Сиделка снова рядом, будто и не уходила никуда. Если бы не она, я бы наверное точно спятил за эти дни. Как выяснилось, эта пожилая женщина действительно живет при госпитале. К концу дня я уже знаю всю ее историю. Мою сестру милосердия зовут Жервеза Сорель, ей пятьдесят два года, из которых пятьдесят лет, она тихо — мирно прожила в небольшом городке Шарлевиль–Мезьер, расположенном на самой границе с Бельгией. В девятнадцать лет вышла замуж за Лоньона Сореля, прокатчика на местном металлургическом заводе. Брак оказался счастливым. Хороший, работящий и не пьющий муж, трое детишек родилось, и все, слава Богу, парни. Крепкие и здоровые ребята выросли. Но в четырнадцатом началась война. На гребне патриотической волны царившей в то время в умах практически всех, и муж и сыновья ушли в армию. Добровольцами. Даже в газете писали о неслыханном патриотизме настоящей французской семьи. Ведь никто тогда и подумать не мог, что все обернется таким кошмаром! Слушая, я киваю головой, да, было такое, сам помню это время.

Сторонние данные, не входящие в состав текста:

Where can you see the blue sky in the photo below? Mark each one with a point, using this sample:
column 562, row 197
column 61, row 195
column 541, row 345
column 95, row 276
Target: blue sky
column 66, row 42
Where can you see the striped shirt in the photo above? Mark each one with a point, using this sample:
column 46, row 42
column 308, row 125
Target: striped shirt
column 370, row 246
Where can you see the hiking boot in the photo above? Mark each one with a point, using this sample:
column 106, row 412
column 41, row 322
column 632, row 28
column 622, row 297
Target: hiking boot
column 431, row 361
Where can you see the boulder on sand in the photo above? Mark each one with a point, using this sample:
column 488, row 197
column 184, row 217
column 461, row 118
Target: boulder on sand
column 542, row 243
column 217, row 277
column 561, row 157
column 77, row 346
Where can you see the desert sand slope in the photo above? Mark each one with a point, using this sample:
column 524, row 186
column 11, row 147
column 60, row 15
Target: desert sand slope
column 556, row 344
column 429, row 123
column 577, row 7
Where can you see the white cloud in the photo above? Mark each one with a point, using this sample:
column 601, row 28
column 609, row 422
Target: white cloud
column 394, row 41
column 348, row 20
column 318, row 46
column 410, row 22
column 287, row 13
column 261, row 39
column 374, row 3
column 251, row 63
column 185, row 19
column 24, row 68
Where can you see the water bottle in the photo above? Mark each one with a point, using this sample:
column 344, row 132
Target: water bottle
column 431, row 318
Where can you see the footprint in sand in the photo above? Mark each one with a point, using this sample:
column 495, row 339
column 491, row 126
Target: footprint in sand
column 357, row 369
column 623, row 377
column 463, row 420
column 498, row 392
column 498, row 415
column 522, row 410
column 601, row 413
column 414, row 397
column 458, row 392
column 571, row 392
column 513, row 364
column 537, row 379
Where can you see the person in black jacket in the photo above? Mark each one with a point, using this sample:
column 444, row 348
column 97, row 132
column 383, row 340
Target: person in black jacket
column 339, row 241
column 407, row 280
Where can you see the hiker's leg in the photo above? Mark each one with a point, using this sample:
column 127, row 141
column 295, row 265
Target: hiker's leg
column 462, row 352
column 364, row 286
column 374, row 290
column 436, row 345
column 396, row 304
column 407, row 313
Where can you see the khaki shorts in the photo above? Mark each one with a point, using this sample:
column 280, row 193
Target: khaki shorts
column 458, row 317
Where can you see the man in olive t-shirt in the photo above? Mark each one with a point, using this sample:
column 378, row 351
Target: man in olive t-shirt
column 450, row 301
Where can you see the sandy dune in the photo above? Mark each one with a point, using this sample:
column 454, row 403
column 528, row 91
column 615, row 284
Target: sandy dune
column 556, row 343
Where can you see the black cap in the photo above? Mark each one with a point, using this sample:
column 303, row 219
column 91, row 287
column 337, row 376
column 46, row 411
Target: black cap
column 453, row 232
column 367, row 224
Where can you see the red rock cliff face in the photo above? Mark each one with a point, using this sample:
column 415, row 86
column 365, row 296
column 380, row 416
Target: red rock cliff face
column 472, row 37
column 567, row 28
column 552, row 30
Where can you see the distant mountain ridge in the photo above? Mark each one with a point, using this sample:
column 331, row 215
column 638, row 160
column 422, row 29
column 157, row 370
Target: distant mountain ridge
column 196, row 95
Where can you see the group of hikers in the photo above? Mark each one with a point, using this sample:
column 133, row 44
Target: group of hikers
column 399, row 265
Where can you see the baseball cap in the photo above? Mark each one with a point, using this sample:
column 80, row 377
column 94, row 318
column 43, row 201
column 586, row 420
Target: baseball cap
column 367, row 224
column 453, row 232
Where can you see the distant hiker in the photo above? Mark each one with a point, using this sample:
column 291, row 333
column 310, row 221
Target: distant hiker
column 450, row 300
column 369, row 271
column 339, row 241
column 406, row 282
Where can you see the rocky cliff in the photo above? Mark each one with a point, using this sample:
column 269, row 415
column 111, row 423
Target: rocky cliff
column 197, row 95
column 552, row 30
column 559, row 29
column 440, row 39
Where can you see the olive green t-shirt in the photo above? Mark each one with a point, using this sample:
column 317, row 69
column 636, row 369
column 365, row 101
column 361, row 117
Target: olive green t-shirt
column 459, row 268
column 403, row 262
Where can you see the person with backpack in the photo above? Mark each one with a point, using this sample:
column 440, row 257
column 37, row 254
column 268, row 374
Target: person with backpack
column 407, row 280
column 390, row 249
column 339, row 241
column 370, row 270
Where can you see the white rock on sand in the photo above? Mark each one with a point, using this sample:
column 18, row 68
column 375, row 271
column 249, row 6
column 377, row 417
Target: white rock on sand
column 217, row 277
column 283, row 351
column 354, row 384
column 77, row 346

— И началось, — теплым, удивительно добрым голосом продолжает мадам Сорель. – После вторжения бошей все кто успел, бежали. Еле ноги унесли, спасаясь от наступающих. Бросали все, бежали куда глаза глядят. Родственников в этой части страны нет, вот и осела в Бар–де–Люке, выучившись под старость на госпитальную сиделку. Жить то ведь как–то надо. Лоньон, муж мой, пропал без следа в приграничных боях. В декабре четырнадцатого принесли похоронное извещение на среднего сына. На следующий год, узнала о гибели старшего. Убило его в Шампани, осенью пятнадцатого года. А где младшенький – и сейчас не знаю. Да слез уж нет, давно все выплакала, но ведь жив он может быть, ты как думаешь?
От страшного рассказа меня мутит. Уж если парнишка пропал в пятнадцатом году, вряд ли он еще по земле ходит. Никто не знает, сколько народу сгинуло в кошмаре тогдашних боев, целые полки в огне как солома горели. Может только, Бог даст, в плену? Хотя нет, был бы у бошей, так прислал бы весточку. Но я не могу сказать это ей. Собираюсь духом, пытаюсь придать голосу твердость, и пересохшими губами выдавливаю из себя лживый ответ: конечно жив, обязательно жив, фронт большой, парень может быть где угодно, он еще даст о себе знать! Советую написать в Париж, в центр по розыску без вести пропавших.